Der Tag, an dem die Lausitz ihr Lachen verlor

Viertel nach fünf sah es für einen kurzen Moment so aus, als sei auch dieses letzte Rätsel ein für allemal gelöst: In diesem Augenblick war Fußballgott 186 Zentimeter groß, knapp 90 Kilo schwer, trug schütteres Haar sowie Brille und babbelte Sätze, die glatt der Lehre Buddhas entsprungen sein könnten. „Nur lachende Menschen sind glückliche Menschen“, hatte Jürgen Kohler jedenfalls vergangene Woche schon gesagt. Dann hat er sich auf die Bank gesetzt und Leverkusen das Lachen zurückgegeben. Erst dem kleinen Oliver Neuville, dann Thomas Hörster, dem knorrigen Trainer, schließlich der ganzen BayArena. Und jetzt sind sie in Leverkusen wieder alle sehr glücklich – und sogar voll guter Hoffnung, darauf nämlich, dass die Sache mit dem Klassenerhalt doch noch klappen könnte. Kam, sah und siegte – so einfach war das für JÜRGEN KOHLER FUSSBALLGOTT.

Andererseits ist man nur gut damit beraten, getrost davon auszugehen, dass die Dinge auch am Samstag, dem 27. in dieser Saison, doch eher mal wieder dem Zufall geschuldet waren als dem Beistand von oben. Wenn Fußballgott aber wirklich seine Finger im Spiel gehabt haben sollte, gäbe es jetzt eine Menge an Gründen, an ihm zu zweifeln. Zugegeben: In Leverkusen sah es tatsächlich so aus, als habe einer Wunder gewirkt. Aber mal in klerikalem Ernst: Würde Fußballgott in all seiner Gerechtigkeit das arme, kleine Hannover wirklich 2:0 führen lassen, um dem Inbegriff des Bösen dann doch noch ein Unentschieden zu schenken? Und würde er zeitgleich den Dortmundern die Beine derart schwächen, dass sie sogar gegen Bremen verlieren und damit die Saison so früh schon und endgültig entscheiden – und das auch noch zugunsten allen Übels?

Vor allem aber: Kann Gott, auch wenn er nur Fußballgott ist, wirklich eine ganze Region links liegen lassen? Kann er ignorieren, dass die Menschen in der Lausitz den Fußball brauchen und die Bundesliga, sie haben doch sonst nicht viel, worauf sie stolz sein und worüber sie sich freuen können?

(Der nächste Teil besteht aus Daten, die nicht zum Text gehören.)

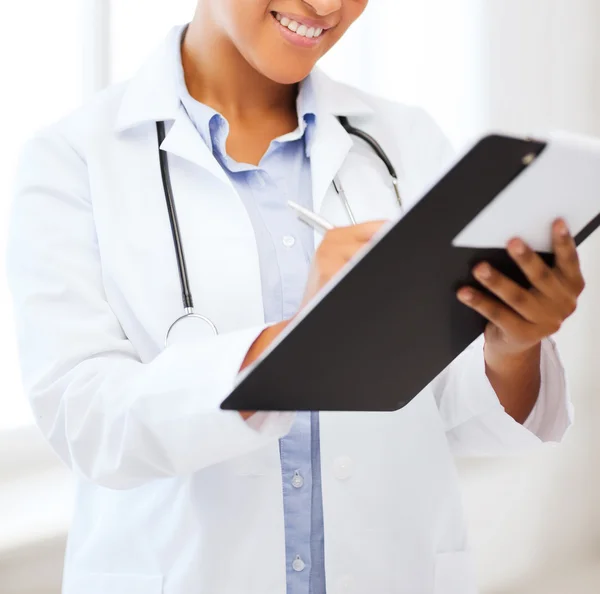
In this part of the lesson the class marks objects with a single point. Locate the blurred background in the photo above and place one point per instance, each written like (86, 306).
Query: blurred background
(523, 66)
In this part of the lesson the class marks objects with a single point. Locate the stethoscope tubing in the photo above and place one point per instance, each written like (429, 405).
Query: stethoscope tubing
(186, 292)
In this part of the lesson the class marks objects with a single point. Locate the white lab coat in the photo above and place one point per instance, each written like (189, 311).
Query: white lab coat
(175, 496)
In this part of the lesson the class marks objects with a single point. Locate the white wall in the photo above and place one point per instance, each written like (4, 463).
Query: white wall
(520, 65)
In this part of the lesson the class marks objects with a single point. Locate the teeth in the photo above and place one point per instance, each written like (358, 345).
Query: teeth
(302, 30)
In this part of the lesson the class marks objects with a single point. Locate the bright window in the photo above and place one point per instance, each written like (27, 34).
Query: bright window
(41, 81)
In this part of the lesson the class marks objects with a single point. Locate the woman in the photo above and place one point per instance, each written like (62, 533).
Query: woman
(173, 494)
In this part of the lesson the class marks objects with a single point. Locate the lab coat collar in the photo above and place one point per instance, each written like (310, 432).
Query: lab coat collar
(152, 94)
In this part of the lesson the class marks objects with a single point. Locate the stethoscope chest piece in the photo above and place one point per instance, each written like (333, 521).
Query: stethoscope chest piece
(190, 328)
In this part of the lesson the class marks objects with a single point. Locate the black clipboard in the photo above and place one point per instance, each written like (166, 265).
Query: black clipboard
(376, 340)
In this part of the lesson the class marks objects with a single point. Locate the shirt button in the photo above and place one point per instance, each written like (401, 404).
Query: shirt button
(298, 564)
(297, 481)
(289, 241)
(342, 467)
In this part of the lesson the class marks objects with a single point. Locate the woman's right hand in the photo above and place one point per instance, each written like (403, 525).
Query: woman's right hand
(338, 247)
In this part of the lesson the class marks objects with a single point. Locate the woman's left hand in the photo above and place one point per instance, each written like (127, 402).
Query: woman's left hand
(520, 319)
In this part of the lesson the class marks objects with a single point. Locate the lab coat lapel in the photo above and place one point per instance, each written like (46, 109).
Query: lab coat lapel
(329, 148)
(330, 143)
(184, 141)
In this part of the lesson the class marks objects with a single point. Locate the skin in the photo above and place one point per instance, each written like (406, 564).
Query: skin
(237, 61)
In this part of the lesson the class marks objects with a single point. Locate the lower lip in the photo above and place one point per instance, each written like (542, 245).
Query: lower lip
(295, 39)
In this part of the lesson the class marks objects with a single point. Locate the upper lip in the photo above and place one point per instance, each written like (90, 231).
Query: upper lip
(305, 20)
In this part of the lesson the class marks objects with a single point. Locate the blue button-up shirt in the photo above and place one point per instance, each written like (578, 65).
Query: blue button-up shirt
(285, 248)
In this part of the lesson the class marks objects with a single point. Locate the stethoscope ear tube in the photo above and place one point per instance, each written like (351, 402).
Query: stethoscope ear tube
(378, 151)
(188, 302)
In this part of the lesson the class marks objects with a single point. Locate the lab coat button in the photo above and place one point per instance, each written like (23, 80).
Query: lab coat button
(342, 467)
(289, 241)
(260, 179)
(298, 564)
(297, 481)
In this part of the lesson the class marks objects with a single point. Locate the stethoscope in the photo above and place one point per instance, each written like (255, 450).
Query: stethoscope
(188, 302)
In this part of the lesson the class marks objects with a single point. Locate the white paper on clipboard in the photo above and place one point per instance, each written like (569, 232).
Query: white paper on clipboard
(564, 181)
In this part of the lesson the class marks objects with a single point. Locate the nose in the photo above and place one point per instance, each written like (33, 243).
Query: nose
(324, 7)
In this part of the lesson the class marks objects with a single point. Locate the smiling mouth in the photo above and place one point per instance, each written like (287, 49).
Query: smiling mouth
(298, 28)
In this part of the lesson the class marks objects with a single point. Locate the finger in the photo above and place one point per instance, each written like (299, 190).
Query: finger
(516, 297)
(567, 258)
(361, 232)
(537, 272)
(511, 323)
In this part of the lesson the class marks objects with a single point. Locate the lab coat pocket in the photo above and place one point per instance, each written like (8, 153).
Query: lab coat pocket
(113, 583)
(455, 573)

Wenn Fußballgott sagt: „Nur lachende Menschen sind glückliche Menschen“, wieso gibt er dann Stuttgart in letzter Sekunden einen Elfmeter? Worüber sollen die Menschen in Cottbus denn nun noch lachen? Wie sollen sie glücklich sein? Nein, so viel steht fest: Dass Cottbus nun endgültig abgestiegen ist, kann Fußballgott nicht gewollt haben. Niemals, es wäre zu ungerecht. Was Jürgen Kohler darüber denkt, ist nicht bekannt. Er ist ja auch nicht Fußballgott.